Structures and materials not specifically described may also be used in the present invention, such as organic light emitting devices including polymer materials (PLEDs) as disclosed in U.S. Pat. No. 5247190, which is incorporated herein by reference in its entirety. As exemplified in U.S. patent No. 20030230980, an n-type doped electron transport layer is formed by mixing an electron transport material having a molar ratio of 1: doping of lithium in BPhen, the entire contents of which are incorporated herein by reference. The application and principles of each barrier layer disclosed in U.S. patent nos. 6097147 and 20030230980 are incorporated herein by reference in their entirety. The implant layer and the protection layer described in the same patent 20040174116 are incorporated by reference in their entirety.

Unless otherwise specified, any of the layers in the various embodiments may be deposited using any suitable method. For organic layers, preferred methods include thermal evaporation and jet printing as disclosed in U.S. Pat.

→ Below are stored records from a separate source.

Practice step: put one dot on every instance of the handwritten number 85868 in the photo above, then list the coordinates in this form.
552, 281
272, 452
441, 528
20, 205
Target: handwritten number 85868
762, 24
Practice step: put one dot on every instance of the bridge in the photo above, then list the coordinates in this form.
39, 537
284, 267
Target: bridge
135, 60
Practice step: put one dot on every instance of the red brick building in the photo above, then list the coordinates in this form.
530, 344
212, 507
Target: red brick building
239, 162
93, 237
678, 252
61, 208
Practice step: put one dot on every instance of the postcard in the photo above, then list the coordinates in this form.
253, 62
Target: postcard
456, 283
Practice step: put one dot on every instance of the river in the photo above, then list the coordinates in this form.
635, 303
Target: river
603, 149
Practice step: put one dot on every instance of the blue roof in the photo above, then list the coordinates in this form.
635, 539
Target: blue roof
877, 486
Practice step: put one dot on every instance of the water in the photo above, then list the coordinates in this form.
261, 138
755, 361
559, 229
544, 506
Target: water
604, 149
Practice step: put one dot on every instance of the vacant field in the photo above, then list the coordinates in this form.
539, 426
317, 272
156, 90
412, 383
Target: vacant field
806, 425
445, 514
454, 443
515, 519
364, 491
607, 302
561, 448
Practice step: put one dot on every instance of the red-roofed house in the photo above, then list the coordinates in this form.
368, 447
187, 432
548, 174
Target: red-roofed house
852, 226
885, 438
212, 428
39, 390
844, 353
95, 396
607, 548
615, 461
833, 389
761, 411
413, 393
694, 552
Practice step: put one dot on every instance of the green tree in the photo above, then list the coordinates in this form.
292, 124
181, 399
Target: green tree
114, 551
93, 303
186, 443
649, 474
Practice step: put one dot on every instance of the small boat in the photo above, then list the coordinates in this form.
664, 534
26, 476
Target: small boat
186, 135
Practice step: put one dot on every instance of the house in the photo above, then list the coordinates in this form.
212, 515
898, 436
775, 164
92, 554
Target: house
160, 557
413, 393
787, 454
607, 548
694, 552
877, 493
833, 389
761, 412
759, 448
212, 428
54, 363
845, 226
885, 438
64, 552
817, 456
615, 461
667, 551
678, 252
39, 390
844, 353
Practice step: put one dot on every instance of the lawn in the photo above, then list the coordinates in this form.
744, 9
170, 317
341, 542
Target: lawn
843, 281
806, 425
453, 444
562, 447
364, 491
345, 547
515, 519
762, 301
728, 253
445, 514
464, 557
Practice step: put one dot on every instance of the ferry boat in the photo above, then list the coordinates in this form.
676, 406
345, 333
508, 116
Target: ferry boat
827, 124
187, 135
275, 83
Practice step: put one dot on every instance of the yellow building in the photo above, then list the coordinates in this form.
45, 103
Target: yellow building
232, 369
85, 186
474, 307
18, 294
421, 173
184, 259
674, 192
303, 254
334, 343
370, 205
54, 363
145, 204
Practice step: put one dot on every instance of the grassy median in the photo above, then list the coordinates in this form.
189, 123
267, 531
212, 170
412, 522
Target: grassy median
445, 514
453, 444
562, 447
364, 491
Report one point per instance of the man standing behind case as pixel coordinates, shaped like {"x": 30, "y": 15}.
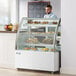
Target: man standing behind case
{"x": 49, "y": 13}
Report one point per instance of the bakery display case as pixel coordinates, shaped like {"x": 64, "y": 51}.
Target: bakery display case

Nos. 6013982 and 6087196, the entire contents of which are incorporated herein by reference; the organic vapor deposition (OVPD) method disclosed in U.S. patent No. 6337102, which is incorporated herein by reference in its entirety; U.S. Pat. No. 10/233470 discloses an Organic Vapor Jet Printing (OVJP) method, the entire contents of which are incorporated herein by reference. Other suitable methods include spin coating and solution-based processes. The solution-based process is preferably carried out in a nitrogen or inert gas environment. For other layers, preferred methods include thermal evaporation. Preferred patterning methods include processes such as cold welding by masked deposition as disclosed in U.S. patent nos. 6294398 and 6468819, and processes that integrate jet printing or organic vapor jet printing deposition with patterning, the entire contents of which are incorporated herein by reference. Of course, other methods may be used. The materials used for deposition may be tailored to the deposition process for which they are used.

The organic light emitting device of the present invention can be applied to a single component, and the structure thereof is an array configuration or an array of components having a cathode and an anode in X-Y coordinates. Compared with the conventional component, the invention can obviously improve the service life and the driving stability of the organic light-emitting device.

The following examples are provided to illustrate the various features and effects of the present invention. The detailed description is to be construed as merely illustrative of the invention and not limitative of the invention to the particular embodiments shown.